To those unfamiliar: Researchers at Stanford University recently wrote a paper describing how they built a classifier that could detect sexual orientation from facial features, whose accuracy (81% for gays, 74% for lesbians) was better than even human judges at detecting sexual orientation (57% for gays, 58% for lesbians). And this became a huge controversy — you can imagine why.
The paper doesn’t mention the classifier code being made public. To confirm, I have emailed one of the researchers, and will update this answer if he replies. I’m sure they’re swamped with emails about this.
Let me explain their 47-page paper (even though the question didn’t ask :P), but I won’t be going into the pros, cons and ethics of such research. Feel free to comment your opinion on that.
Step 1: Data and Pre-processing
Public images of 36,630 men and 38,593 women were obtained from a U.S. dating website. Half of them were gay. The sexual orientation was determined based on what gender they were looking for, on the website.
A face-detection software called Face++ was used to find the location of facial features on the images. This way, images with multiple faces, small faces, partially hidden faces and faces that weren’t facing the camera directly were all removed.
We now have 35,326 images of faces, all facing the camera and fully visible.

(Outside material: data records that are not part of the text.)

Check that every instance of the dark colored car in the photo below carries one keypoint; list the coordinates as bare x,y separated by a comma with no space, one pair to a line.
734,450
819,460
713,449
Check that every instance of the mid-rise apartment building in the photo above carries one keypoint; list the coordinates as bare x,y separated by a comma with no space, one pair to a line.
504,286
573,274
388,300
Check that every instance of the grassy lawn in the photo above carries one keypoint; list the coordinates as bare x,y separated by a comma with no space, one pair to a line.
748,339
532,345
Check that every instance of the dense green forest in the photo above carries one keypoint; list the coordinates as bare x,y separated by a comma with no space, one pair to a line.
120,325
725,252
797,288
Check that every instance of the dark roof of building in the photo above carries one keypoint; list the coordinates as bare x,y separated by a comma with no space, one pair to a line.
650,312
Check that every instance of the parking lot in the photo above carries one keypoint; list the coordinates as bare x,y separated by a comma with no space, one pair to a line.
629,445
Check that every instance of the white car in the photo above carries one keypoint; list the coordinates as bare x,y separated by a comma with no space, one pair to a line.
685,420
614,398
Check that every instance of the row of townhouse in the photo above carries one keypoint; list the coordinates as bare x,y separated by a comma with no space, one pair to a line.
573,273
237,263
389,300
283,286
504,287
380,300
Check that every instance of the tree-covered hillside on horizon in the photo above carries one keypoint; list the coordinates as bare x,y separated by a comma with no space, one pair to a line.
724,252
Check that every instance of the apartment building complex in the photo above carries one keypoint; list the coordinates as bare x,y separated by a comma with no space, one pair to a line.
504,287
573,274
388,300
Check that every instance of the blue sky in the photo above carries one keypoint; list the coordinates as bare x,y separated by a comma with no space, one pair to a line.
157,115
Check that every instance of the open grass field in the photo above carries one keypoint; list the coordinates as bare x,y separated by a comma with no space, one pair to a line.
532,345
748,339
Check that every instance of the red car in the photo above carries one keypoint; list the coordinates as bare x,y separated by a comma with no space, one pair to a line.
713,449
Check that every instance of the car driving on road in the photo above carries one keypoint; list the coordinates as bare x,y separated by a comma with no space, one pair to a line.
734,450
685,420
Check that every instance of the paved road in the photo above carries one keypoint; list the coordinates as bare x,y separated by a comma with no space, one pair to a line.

Step 2: Representing Facial Features
In simple terms, each face was converted into a list of 4,096 scores representing the facial features. This was done using a widely employed neural network called VGG-Face. However, these scores are not interpretable, i.e., we cannot say that the 126th score corresponds to the nose shape, and so on.
Now, we have 4,096 numbers for each of the 35,326 images. Finally, those 4096 numbers were reduced to 500 numbers for each image, using a dimensionality reduction technique called Singular Value Decomposition. Don’t worry, we’re not losing a lot of information.
Step 3: Training a Classifier
We now have 500 numbers representing an image as well as the sexual orientation of that image. So, a simple classifier called Logistic Regression was built to use those 500 numbers as features, to predict the sexual orientation. This is where the 81% accuracy for gays and 74% accuracy for lesbians come from.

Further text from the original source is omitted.